Grzesiek Opublikowano 25 Grudnia 2023 Opublikowano 25 Grudnia 2023 Witam. Kiedyś w latach 90 widziałem kilka modeli F2D obklejonych przezroczystym celafonem z kwiaciarni.Podoba mi się ten rodzaj poszycia.Rozmawialem kiedyś z instruktorem modelarni o oklejaniu tym czymś.Pamiętam jak mi mowił ze pięknie sie naciąga jak dzisiejsza monocota,ale nie stety nie pamietam techniki klejenia tego do konstrukcji.Czym i jak.Moze ktoś ze starszych kolegow pamieta to co i jak bo wykonywał.Jeśli tak to proszę o opis.Dziękuję
bynek Opublikowano 25 Grudnia 2023 Opublikowano 25 Grudnia 2023 Celofan się do tego nie nadaje, spadnie deszczyk i wszystko się pomarszczy. Stosuje się folie Mylar o grubości 23 mikrony. Technika oklejania jest taka, że smaruje się delikatnie krawędzie natarcia, spływu i żeberka , klejem kauczukowym /Moment, Pattex,itp/. Po paru minutach nakłada się folię, i krawędzią żelazka przyklejasz do tych posmarowanych elementów. Po oklejeniu całego skrzydła, i odczekaniu paru godzin, prasujesz żelazkiem już całe skrzydło. 1
Grzesiek Opublikowano 25 Grudnia 2023 Autor Opublikowano 25 Grudnia 2023 Nie wiem czy to mylar.Pamietam ze była przezroczysta i szeleszcząca jak celafon z kwiaciarni.A coś mozesz konkretnie o kleju?Czy butapren też się nadaje?Ale on nie jest przezroczysty.

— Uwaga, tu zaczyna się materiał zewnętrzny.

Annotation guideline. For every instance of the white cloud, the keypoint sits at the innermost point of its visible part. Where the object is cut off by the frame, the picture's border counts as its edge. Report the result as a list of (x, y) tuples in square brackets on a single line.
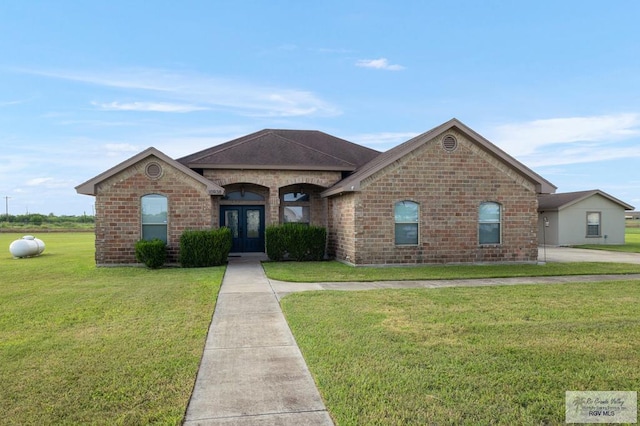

Bodzioch Opublikowano 25 Grudnia 2023 Opublikowano 25 Grudnia 2023 Pattex robi butapren przeźroczysty. Kupuje w Castoramie. 1
bynek Opublikowano 25 Grudnia 2023 Opublikowano 25 Grudnia 2023 Stosowano również Acutol /elastyczny opatrunek w spayu/ kupowany w aptece, Pryskało się na folię , a następnie żelazkiem przyklejało się do krawędzi modelu. 1
Paweł karwowski Opublikowano 25 Grudnia 2023 Opublikowano 25 Grudnia 2023 Tak jak napisał bynek.on to setki razy pewnie robił.